Deferring Peace in International Statebuilding (Routledge Studies in Intervention and Statebuilding)
内容
This book explores 25 years of international peacebuilding and recasts it as a crisis of confidence in universal ideas of peacebuilding and self-government. International peacebuilding is increasingly understood as an endogenous process which constrains external assistance and is, at the same time, a long-term process in which external supervision needs to be prolonged. The upshot of international aid, `the need to do less, but stay longer', is not perceived as a contradiction, but it is tainted by uncomfortable anxieties. In everyday parlance, these are expressed as follows: local people need to lead the process, but they cannot make it on their own; we, international agencies, need to stay longer, but we cannot really help them. These anxieties seem to reflect a growing estrangement with universal ideas of international intervention as much as with the possibility of self-government. Today, liberal peace is dying in agony and neither foreign practitioners nor local people seem ready for the ambitious task of peacebuilding. If peace still matters, the question needs to be confronted of how peacebuilding got here and where is it traveling?

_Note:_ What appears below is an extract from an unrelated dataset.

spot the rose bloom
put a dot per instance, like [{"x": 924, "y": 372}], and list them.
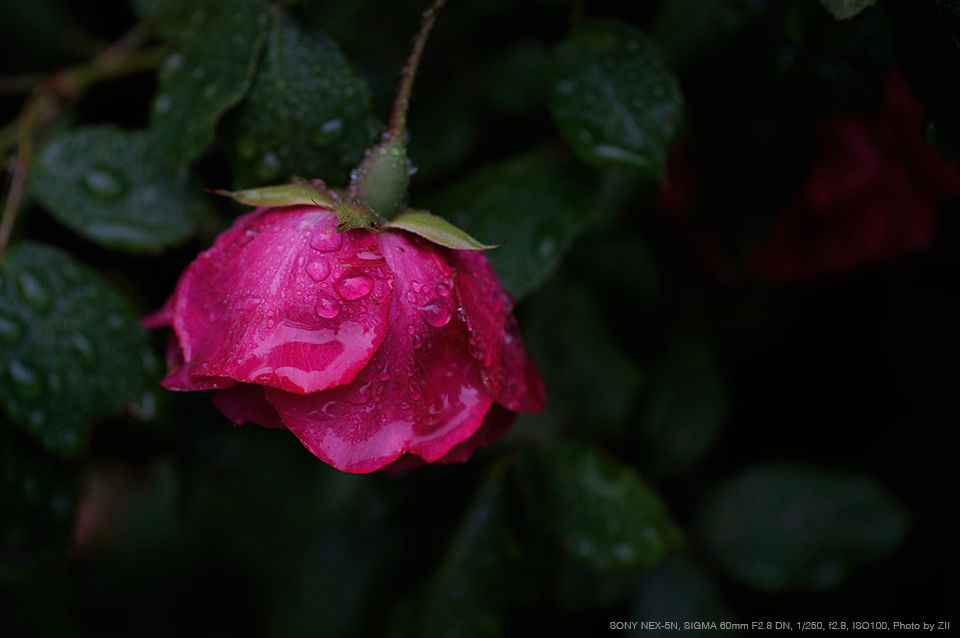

Since current peacebuilding interventions are abandoning top-down methodologies, and experimenting with locally driven strategies, the book has two suggestions. The first is that international policymakers are embracing some of the scholarly critiques of liberal peace. For more than a decade, academic critiques have pointed out the need to focus on everyday dynamics and local resistances to liberal peace in order to enable hybrid and long-term practice-based strategies of peacebuilding. Now, the distance between critiques and policy has narrowed: deferring peace - adjourning the end of peacebuilding - is becoming the alpha and omega of scholars and practitioners, confusing the former and humbling the latter. The second suggestion is that in stepping away from liberal peace, a transvaluation of peacebuilding values is afoot. Critiques are beginning to accept and valorise that international interventions will continuously fail to produce sensitive results. The earlier frustrations with unexpected setbacks, errors or contingencies are ebbing away. Instead, critiques normalise the failure to promote stability and peace. This book will be of much interest to students of peacebuilding, international intervention, conflict resolution, international organisations and security studies in general.